Cuando la cuchilla lo decapitó, el sol iluminaba la escena con una clara luz matinal que permitió a los fotógrafos y al camarógrafo registrar toda la escena y también el tumulto posterior, con la multitud burlando el cordón policial para llevarse los pañuelos y bufandas empapados en sangre como souvenir.
Al día siguiente, en su crónica de los hechos, el Paris-Soir calificó a la multitud de “repugnante” y de “rebelde. Consultada por el diario, una fuente del gobierno francés debió admitir que la ejecución pública “lejos de servir como elemento disuasorio y tener efectos saludables en las multitudes fomentó los instintos más bajos de la naturaleza humana y avivó el alboroto general y el mal comportamiento”.
Una semana después, el decreto del presidente Lebron puso punto final a las ejecuciones públicas, pero no terminó con la pena capital ni con el uso de la guillotina, desde entonces confinada a los patios interiores de las prisiones, donde solo se admitía la presencia de magistrados, abogados, agentes de policía, el ministro religioso que pidiera el condenado y el médico que debía certificar la muerte.
La guillotina se siguió utilizando durante casi cuatro décadas más. La última ejecución tuvo lugar la madrugada del 10 de septiembre de 1977, cuando la cuchilla letal separó la cabeza del cuerpo del inmigrante tunecino Hamida Djandoubi, condenado a muerte por haber asesinado a su ex novia.

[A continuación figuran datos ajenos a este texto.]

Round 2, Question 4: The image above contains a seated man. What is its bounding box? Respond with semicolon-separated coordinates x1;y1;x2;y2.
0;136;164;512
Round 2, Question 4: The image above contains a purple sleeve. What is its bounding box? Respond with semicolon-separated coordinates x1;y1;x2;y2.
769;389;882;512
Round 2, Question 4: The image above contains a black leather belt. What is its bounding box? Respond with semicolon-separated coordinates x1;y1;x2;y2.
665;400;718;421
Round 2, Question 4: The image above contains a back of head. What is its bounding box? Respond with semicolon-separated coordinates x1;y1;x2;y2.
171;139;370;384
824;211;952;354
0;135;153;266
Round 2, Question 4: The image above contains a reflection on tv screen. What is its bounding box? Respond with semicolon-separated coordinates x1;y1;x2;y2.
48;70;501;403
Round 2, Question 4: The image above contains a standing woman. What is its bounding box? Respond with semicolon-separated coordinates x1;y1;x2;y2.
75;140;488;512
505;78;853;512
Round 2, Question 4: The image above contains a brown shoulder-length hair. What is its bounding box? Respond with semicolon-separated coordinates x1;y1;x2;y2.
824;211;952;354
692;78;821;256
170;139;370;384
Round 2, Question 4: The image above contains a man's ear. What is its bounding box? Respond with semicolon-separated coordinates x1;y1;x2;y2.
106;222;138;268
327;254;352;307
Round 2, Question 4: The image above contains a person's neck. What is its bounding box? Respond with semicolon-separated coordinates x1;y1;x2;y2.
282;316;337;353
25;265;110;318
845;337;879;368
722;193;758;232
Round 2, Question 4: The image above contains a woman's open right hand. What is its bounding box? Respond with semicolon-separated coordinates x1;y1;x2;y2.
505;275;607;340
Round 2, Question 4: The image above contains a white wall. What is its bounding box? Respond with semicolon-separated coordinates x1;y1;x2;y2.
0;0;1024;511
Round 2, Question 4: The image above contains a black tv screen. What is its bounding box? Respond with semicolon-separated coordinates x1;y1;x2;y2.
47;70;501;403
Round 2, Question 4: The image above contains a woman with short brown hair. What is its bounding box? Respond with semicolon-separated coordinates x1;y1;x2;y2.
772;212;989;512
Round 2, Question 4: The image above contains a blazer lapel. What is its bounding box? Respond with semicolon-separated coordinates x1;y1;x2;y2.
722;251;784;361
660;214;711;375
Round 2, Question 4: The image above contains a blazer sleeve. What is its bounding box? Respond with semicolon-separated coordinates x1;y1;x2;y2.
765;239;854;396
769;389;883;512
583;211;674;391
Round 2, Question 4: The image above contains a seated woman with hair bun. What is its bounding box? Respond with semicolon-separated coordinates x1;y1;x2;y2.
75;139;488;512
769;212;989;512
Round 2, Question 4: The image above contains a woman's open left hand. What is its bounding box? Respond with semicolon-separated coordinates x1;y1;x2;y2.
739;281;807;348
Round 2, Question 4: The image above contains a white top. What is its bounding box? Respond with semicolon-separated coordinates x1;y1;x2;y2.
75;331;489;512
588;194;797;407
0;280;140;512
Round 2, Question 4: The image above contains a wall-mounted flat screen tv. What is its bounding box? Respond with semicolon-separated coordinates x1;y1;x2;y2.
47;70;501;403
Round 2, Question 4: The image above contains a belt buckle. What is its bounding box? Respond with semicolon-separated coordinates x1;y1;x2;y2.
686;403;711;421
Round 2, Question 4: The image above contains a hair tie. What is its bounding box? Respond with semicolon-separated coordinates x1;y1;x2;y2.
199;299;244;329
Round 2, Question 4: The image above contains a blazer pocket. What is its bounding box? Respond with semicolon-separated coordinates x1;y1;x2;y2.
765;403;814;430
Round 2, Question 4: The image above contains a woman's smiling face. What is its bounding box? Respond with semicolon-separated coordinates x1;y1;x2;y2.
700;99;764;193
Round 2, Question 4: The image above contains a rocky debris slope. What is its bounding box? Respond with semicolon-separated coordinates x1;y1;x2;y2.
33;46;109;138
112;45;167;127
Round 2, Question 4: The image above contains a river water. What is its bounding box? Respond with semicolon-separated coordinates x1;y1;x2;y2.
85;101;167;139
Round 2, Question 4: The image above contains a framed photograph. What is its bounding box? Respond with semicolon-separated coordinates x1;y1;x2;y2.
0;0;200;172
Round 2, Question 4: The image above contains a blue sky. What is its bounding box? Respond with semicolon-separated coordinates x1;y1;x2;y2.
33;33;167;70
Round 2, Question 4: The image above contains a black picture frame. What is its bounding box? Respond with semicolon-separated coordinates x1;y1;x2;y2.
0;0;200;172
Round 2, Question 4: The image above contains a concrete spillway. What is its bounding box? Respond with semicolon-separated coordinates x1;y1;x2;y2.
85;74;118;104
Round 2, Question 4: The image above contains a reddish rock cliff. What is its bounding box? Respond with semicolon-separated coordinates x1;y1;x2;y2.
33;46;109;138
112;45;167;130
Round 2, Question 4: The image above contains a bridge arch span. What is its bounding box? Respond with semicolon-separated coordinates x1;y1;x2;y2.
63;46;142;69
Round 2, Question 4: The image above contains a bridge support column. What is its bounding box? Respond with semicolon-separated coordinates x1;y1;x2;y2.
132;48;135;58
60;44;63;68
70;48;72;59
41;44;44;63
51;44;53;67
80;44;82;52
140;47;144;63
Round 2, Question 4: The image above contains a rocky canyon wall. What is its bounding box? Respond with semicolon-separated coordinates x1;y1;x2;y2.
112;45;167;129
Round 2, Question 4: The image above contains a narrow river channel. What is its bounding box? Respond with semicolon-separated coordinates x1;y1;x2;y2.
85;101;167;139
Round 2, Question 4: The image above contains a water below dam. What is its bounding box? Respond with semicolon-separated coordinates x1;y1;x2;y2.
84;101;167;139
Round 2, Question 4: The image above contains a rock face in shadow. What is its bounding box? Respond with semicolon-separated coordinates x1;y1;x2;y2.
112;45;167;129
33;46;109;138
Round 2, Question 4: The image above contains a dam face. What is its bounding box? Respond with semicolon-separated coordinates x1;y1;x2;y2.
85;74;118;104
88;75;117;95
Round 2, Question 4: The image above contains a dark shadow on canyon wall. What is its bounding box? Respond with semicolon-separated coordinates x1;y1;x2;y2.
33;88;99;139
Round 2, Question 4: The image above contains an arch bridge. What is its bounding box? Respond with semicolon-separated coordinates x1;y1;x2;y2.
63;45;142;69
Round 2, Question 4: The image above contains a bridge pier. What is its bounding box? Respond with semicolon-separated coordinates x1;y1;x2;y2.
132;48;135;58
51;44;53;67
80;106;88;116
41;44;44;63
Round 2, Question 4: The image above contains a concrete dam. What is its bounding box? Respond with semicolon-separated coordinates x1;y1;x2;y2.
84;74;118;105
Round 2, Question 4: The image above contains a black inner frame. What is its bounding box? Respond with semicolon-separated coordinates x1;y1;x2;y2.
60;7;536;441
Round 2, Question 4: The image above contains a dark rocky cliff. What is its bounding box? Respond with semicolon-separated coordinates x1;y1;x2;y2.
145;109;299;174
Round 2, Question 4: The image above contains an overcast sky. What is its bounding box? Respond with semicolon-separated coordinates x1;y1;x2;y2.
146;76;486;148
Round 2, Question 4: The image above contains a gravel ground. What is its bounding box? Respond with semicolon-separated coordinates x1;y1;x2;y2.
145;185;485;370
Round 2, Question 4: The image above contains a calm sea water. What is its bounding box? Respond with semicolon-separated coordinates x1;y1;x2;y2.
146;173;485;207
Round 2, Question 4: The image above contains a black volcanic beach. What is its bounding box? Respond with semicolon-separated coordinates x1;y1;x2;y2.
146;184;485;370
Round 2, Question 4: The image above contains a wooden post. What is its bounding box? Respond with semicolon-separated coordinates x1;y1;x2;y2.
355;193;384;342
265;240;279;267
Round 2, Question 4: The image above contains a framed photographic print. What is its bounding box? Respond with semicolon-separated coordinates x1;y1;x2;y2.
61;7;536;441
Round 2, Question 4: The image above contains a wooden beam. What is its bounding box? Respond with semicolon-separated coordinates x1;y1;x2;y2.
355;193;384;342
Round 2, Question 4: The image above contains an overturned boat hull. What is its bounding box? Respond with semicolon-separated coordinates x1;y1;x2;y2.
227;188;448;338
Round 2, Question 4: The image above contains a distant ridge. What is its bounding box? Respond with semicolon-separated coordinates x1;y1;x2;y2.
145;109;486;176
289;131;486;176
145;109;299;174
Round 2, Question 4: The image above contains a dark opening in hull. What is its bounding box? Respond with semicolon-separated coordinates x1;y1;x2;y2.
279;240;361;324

Francia abolió la pena de muerte el 9 de octubre de 1981. Al aprobarse la ley, el ministro de Justicia socialista Robert Badinter dijo a los diputados reunidos en la Asamblea: “Mañana, gracias a ustedes, la justicia francesa ya no será una justicia asesina. Mañana, gracias a ustedes, no habrá más ejecuciones furtivas en las cárceles francesas al amanecer, bajo el dosel negro, para nuestra vergüenza común. Mañana, las páginas sangrientas de nuestra justicia se pasarán”.